Why is Microsoft Word inserting CR+LF symbols between table cells containing fields when copied to clipboard?

I am observing a strange behavior of MS Word and I would like to know why and how to work around it.

Steps to reproduce (tested on versions from 2007 through 2024):

  1. Start Microsoft Word, start with a blank document, insert a table containing one row and two columns.
  2. Populate plain text into first and second cell. Select the whole table and copy into clipboard. Paste into your favorite plain text editor (Notepad or whatever). You will get one line with two cell values separated by tab character, as expected.
  3. Now add any field (e.g. DATE) into the first cell before the text that already exists there. Select the whole table and copy into clipboard. Paste into your favorite plain text editor. You will get the value of the first cell in one line and then the value of the second cell on a new line, contrary to expectation to see them on the same line. For whatever reason Word inserts CR+LF characters after the cell if it contains a field even though there should be a tab character there.

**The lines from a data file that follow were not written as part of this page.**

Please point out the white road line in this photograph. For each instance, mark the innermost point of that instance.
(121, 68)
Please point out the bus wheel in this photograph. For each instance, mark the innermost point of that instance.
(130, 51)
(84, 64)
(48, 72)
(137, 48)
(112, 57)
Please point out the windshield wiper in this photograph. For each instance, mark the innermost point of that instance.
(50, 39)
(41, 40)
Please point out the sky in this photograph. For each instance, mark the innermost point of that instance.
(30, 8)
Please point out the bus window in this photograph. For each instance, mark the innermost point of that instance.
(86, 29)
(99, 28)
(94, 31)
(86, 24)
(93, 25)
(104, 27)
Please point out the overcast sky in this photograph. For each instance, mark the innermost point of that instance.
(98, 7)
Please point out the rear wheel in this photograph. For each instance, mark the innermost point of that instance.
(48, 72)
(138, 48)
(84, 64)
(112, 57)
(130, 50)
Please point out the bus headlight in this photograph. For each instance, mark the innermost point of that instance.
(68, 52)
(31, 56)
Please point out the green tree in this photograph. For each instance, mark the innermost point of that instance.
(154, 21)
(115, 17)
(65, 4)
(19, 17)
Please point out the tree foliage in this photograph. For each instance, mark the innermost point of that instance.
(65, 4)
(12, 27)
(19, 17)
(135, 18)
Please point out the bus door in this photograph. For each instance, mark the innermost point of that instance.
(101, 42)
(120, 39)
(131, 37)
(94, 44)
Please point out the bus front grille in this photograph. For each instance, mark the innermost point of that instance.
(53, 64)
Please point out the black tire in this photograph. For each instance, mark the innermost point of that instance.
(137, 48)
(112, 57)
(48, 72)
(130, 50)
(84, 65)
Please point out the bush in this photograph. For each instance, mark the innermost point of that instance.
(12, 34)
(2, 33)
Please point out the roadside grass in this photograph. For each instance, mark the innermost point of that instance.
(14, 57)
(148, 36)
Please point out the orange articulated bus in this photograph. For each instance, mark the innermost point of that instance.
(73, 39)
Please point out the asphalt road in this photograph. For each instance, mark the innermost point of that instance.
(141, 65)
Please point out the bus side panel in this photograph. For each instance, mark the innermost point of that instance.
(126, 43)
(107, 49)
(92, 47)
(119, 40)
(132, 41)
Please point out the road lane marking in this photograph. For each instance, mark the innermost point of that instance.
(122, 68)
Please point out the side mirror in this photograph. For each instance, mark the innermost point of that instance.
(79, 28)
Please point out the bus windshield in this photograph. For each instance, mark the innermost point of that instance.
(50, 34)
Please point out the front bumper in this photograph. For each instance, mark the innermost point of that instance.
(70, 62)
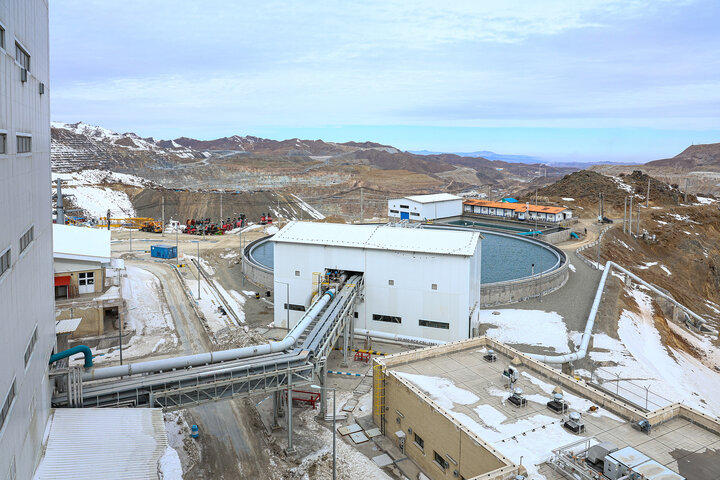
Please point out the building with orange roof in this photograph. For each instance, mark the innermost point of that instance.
(516, 211)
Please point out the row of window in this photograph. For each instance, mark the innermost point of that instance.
(432, 285)
(6, 256)
(24, 143)
(422, 323)
(7, 403)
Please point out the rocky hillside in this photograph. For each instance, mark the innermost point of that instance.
(307, 167)
(692, 158)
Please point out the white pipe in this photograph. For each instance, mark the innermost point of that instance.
(169, 364)
(398, 337)
(582, 351)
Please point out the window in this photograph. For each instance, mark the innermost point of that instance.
(22, 57)
(24, 144)
(31, 346)
(295, 308)
(432, 324)
(26, 239)
(9, 398)
(5, 261)
(419, 442)
(440, 461)
(386, 318)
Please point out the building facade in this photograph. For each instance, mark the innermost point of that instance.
(418, 282)
(517, 211)
(422, 208)
(27, 315)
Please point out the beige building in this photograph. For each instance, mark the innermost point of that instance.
(448, 408)
(82, 287)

It does it even if the cell value does not end with the field itself, so it is not like a field inherently brings a CR+LF, it literally completes the entire cell content and then dumps CR+LF into the clipboard.
  4. Try saving as plain text file – same result, it inserts unnecessary CR+LF characters.
  5. Try saving as PDF file and then opening that PDF file in any PDF editor/viewer and copying content into clipboard – same result, the CR+LF characters are still there.

I looked at the underlying XML inside the .docx file for both steps 2 and 3 above. I do not see any CR+LF characters there in the diff between two versions.
Here is a diff between two XML files. No sign of explicit CR+LF

So does anyone know why it is doing it and how to work around it? It really breaks the table export via clipboard, via plain text file or via PDF file.